The first patient was a 15-year-old boy who, in addition to motor
tics, had obsessive compulsive and self-mutilatory behavior improved with
administration of imipramine (37.5 mg/day) combined with the oral opiate
receptor antagonist naltrexone (dose range 50 to 100 mg/day). During
recreational use of marijuana (1 to 2 cigarettes/day), he noted general
relaxation and marked lessening in his urge to tic. According to the
patient's mother, motor tics had decreased by about 50% and there was also
some reduction in the frequency of the self-mutilatory behavior. The
patients had been smoking marijuana for 4 weeks, and upon discontinuation,
noted rebound exacerbation of symptoms within 12 hours.

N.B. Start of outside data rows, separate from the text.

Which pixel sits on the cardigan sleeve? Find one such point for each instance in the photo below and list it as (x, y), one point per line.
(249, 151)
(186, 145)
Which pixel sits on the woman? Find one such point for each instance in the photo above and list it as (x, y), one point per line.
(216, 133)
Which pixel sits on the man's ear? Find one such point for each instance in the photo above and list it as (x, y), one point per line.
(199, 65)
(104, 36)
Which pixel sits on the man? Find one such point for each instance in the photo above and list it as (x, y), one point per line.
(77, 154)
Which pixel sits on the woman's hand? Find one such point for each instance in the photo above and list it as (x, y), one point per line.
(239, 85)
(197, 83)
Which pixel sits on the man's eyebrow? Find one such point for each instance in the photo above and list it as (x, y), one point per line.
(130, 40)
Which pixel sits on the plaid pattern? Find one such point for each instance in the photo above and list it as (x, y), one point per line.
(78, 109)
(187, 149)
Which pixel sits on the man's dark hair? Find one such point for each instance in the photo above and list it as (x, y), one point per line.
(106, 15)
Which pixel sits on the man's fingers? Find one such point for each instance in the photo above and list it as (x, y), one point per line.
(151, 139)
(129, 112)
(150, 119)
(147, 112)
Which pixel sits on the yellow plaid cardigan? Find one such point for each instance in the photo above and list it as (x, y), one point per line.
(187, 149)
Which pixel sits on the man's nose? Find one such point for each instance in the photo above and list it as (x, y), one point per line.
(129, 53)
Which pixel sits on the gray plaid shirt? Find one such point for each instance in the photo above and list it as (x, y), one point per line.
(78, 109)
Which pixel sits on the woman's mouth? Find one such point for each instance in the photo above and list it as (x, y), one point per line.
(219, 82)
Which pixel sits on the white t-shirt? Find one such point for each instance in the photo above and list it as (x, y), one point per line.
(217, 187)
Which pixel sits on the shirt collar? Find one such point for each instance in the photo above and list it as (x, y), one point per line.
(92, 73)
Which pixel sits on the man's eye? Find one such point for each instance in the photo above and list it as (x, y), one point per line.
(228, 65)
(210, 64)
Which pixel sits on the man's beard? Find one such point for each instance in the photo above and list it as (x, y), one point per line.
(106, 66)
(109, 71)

The second patient, age 17, had had severe motor tics since the age
of 7 years. He had frequent jerk-type movements of his neck muscles
associate with infrequent vocalizations during stressful situations. His
management had been difficult as he was unable to tolerate haloperidol or
clonidine. Administration of naltrexone (150 mg/day) reduced his anxiety
level and the urge to tic; this was the only drug he could tolerate. On
several occasions, he had smoked marijuana and noted generalized relaxation
accompanied by reduction in the severity of the motor tics and improvement
in attention span. He volunteered that smoking one cigarette reduced the
frequency of his motor tics by about 60% to 70%, which was sustained over
several hours.
The third patient was a 39-year-old man who had had symptoms of TS
since the age of 9 years. His symptoms included frequent jerking-type
movements of his neck and upper extremity muscles, facial grimacing,
frequent blinking, and leg jerking. Vocalizations were not noted except
during extreme anxiety. In addition he was troubled by chronic insomnia
and hypersexuality. He reported no benefit from haloperidol, clonidine, or
benzodiazepines but experienced some relief after consuming large amounts
of ethanol. He also admitted that marijuana smoking (1/2 to 1
cigarette/day) produced relaxation with subsequent reduction in the
severity of the motor tics along with marked attenuation of his
hypersexuality.
From 1842 to the turn of this century, several reports in the
literature have indicated that marijuana smoking was used extensively as an
analgesic, sedative, and hypnotic agent. (4) Moreover, oral cannabis
preparations were useful in the management of diverse neurological
conditions including convulsions and chorea. (5) Much more recently it was
reported anecdotally that patients with dystonia improved with their
alleged cannabis smoking. (6) The cannabis constituent cannabidiol was
reported efficacious in reducing symptoms of dystonia. (7,8) and
Huntington's chorea. (9) In experimental animals, cannabidiol has been
shown to exert anticonvulsant and antianxiety properties and affect
apomorphine-induced turning behavior in rats. (10) The latter report
suggested that cannabidiol exerts antidyskinetic effects through modulation
of striatal dopaminergic activity. Tetrahudrocannabinol (THC, the active
compound of marijuana) may exert GABA-ergic as well as antiserotonergic
effects. (11) A recent report has demonstrated that THC reduces opiate
receptor binding sites and modulates opiod receptors in a noncompetitive
manner. (12) THC may also exert effects on the cholinergic system. (13)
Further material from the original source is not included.